3. Materials and Methods

DEA is the most popular method used to measure efficiency and performance in several areas such as operations, production, infrastructures and economics [29,30]. Data Envelopment Analysis (DEA) is one of mathematical programs to evaluate the efficiency of various inputs and outputs data by giving the results of efficiency called “Decision management units” (DMU). Thus, the results of this method can suggest the direction for developing the unit performance and more efficiency [31].

The unit of $DM{U}_s$ where each unit $DM{U}_j$ $DM{U}_j$ (j = 1..., $n$) by inserting $m$ to be an input factors (i = 1,...,$m$). Later, perform to insert output factors $s$ = ($r$= 1,...,$s$) to measure the performance of connectivity by $DM{U}_j$. The DEA model can express on the mathematical equation below.

$$Max{h}_j=\frac{{{\displaystyle \sum }}_{r=1}^s{u}_r{y}_{rj}}{{{\displaystyle \sum }}_{i=1}^m{v}_i{x}_{ij}}\mathrm{for}\mathrm{all}j=1,2,\dots \dots ,n$$

(1)

Subject to

$$\frac{{{\displaystyle \sum }}_{r=1}^s{u}_r{y}_{rj}}{{{\displaystyle \sum }}_{i=1}^m{v}_i{x}_{ij}}\le 1, j=1,2,\dots \dots ,n.$$

(2)

$$\mathrm{Where};v_i\ge 0,(i=1,2,3\dots ,m)$$

(3)

$$u_r\ge 0(r=1,2,3\dots ,s)$$

(4)

The equation is explained as; $h_j$ is a result the efficiency of DMU, $y_{rj}$ is amount of output factor and $x_{ij}$ is amount of input factors. Then $n$ shows the number of DMU involving; $s$ is number of output and $m$ the number of inputs. In addition, $u_r$ is the weight given to output $r$ of DMU unit and $v_i$ is the weight given to the input i of DMU unit. However, the number of $DM{U}_s$ modify where each $DM{U}_j$ (j = 1,..., n) by insert $m$ input on the variable $x_{ij}$ (i = 1,..., m), then utilized to the variable of output $y_{rj}$ (r = 1,..., $s$) to measure the efficiency performance by $DM{U}_j$. Moreover, the value of $h_j$; can express by applied DEA for evaluation. The results of $h_j$; should range between 0 and 1 to show the value of efficiency. When the results of DMU $h_j$ is equal to 1, it means that the DMU is efficient. In contrast, if the results of DMU $h_j$ is nearly but not equal to 1, it will be indicated inefficient [31,32].

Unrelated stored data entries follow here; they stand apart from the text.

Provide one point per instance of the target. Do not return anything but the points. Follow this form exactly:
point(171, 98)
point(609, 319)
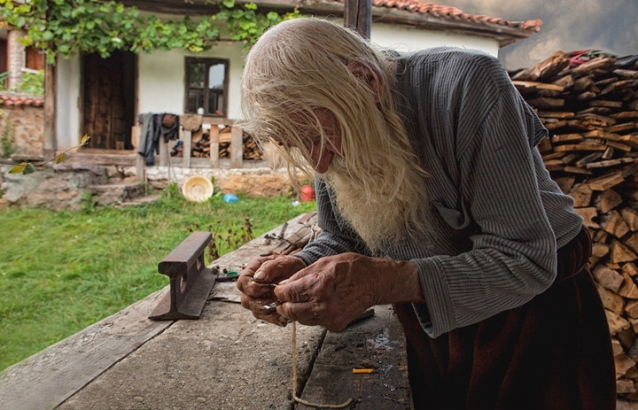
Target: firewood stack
point(591, 112)
point(201, 146)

However, the DEA model created by Charnes, Cooper and Rhodes (CCR) measured the efficiency the results were call constant returns to scale (CRS) which earn from insert the total input and total output solving by mathematic program for. Later, BCC model have been developed by Banker, Charnes and Cooper in 1984 to measures one of the technical efficiency index called “Variable Returns to Scale” (VRS) [29,33].

3.1. DEA-CCR Method

CCR (Charnes, Cooper and Rhodes) model delivers the results call CRS (Constant Return to Scale). The CCR model can generate the efficiency results by inserting the input and output data of each DMU.

$$Max h_0={{\displaystyle \sum }}_{r=1}^s{u}_r{y}_{r0}$$

(5)

Subject to

$${{\displaystyle \sum }}_{i=1}^m{v}_i{x}_{i0}=1$$

(6)

$${{\displaystyle \sum }}_{r=1}^s{u}_r{y}_{rj}-{{\displaystyle \sum }}_{i=1}^m{v}_i{x}_{ij} \le 0$$

(7)

$$j=1,2,\dots ,n.$$

(8)

$$u_r,v_i\ge \forall r,i$$

(9)

The equation above represents $h_0$ is the efficiency of DMU, A number of DMU represented by $n$, is the amount of input factors is $r$, the number of output values is $i$. Then, the volume of the input factors for the DMU present by $x_{ij}$ and the output factors of DMU present by $y_{rj}$. Whereas the weight of the output factor existing by $u_r$ and $v_i$ is existing for the weight of the input factor [32,34].

3.2. DEA-BCC Method

Banker Charnes and Cooper developed Constant Return to Scale (CRS) of CCR model to be a “BCC model”. So, the BCC model returns the efficiency scale which is called a Variables Return to Scale (VRS).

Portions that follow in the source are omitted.